Former Trans Mountain engineer, Romilly Cavanaugh, was arrested Tuesday along with 11 others barricading the gates of Kinder Morgan’s Burnaby Mountain tank farm.

Cavanaugh, who holds a Masters degree in sustainability from Harvard, told National Observer: "We're at a climate crisis, and it's not the time to be investing in oil. Now is the time for us to be embracing renewable energy, it's practical, affordable, and right at our fingertips, but we don't have the support of governments."

"This industry should have been phased out decades ago," said Cavanaugh.

For the fourth day, protesters marched to the site of Texas-based Kinder Morgan's pipeline terminal and blocked the entrance. Since March 17, a total of 60 people opposed to Kinder Morgan's Trans Mountain pipeline expansion have been arrested for violating a court injunction mandating a five metre no-go zone around the terminal.

“We lived and worked in fear when I worked for Trans Mountain, because the reality is that no amount of equipment or people is going to change the fact that in the event of a spill, they will be able to recover very little," said Cavanaugh.

“I worked for Trans Mountain’s environmental department in the 1990s. If there is a tanker spill or spill from the pipeline itself, from Edmonton to Vancouver and down to Washington, the best Trans Mountain will be able to do, even today, is between 10 and 20 per cent recovery. The rest will remain in the environment, damaging fish, birds, crabs – everything you can imagine.”
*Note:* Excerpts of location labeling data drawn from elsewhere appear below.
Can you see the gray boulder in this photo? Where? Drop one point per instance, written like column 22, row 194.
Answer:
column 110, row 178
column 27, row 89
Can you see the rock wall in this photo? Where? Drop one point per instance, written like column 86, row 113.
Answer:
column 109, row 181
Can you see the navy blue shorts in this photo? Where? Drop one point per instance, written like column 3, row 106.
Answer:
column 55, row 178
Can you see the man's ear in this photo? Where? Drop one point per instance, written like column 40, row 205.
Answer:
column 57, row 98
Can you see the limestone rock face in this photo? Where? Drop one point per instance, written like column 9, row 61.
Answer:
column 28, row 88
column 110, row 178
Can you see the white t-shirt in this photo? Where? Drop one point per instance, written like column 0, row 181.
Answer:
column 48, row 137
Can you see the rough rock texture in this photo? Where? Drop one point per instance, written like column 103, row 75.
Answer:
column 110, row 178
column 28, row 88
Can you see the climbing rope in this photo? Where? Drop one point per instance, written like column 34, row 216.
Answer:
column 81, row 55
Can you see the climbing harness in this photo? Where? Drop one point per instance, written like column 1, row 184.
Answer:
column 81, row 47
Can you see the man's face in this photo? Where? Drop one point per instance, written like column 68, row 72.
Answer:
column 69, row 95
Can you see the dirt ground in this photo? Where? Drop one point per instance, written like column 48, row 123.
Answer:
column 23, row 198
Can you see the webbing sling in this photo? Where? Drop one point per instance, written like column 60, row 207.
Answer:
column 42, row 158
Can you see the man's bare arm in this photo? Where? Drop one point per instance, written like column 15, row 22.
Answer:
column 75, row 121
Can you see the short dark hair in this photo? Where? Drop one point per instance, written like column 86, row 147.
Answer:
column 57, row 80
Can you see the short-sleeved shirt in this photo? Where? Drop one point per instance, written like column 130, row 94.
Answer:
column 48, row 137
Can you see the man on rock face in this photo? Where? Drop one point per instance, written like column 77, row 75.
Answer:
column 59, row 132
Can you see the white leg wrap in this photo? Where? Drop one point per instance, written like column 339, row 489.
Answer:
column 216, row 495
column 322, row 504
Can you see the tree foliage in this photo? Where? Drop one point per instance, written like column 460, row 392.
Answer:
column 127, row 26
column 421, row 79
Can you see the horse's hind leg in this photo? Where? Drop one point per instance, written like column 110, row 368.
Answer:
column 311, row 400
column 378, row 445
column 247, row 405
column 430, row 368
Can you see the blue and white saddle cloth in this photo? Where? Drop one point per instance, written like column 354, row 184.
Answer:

On Monday, a 70-year old protester climbed and set up camp in a tree at the Kinder Morgan facility. He was arrested by Burnaby RCMP, as was Greenpeace founder Rex Weyler along with four other protesters.

The Trans Mountain pipeline expansion would increase capacity threefold, allowing it to carry 890,000 barrels per day from Alberta to British Columbia's coast.

The project has been approved by the federal level, but is currently under judicial review by the Federal Court of Appeal. Six local First Nations as well as the cities of Vancouver, Burnaby, and the Province of British Columbia have challenged the project in court, while proponents for the pipeline include the Province of Alberta and Federal government.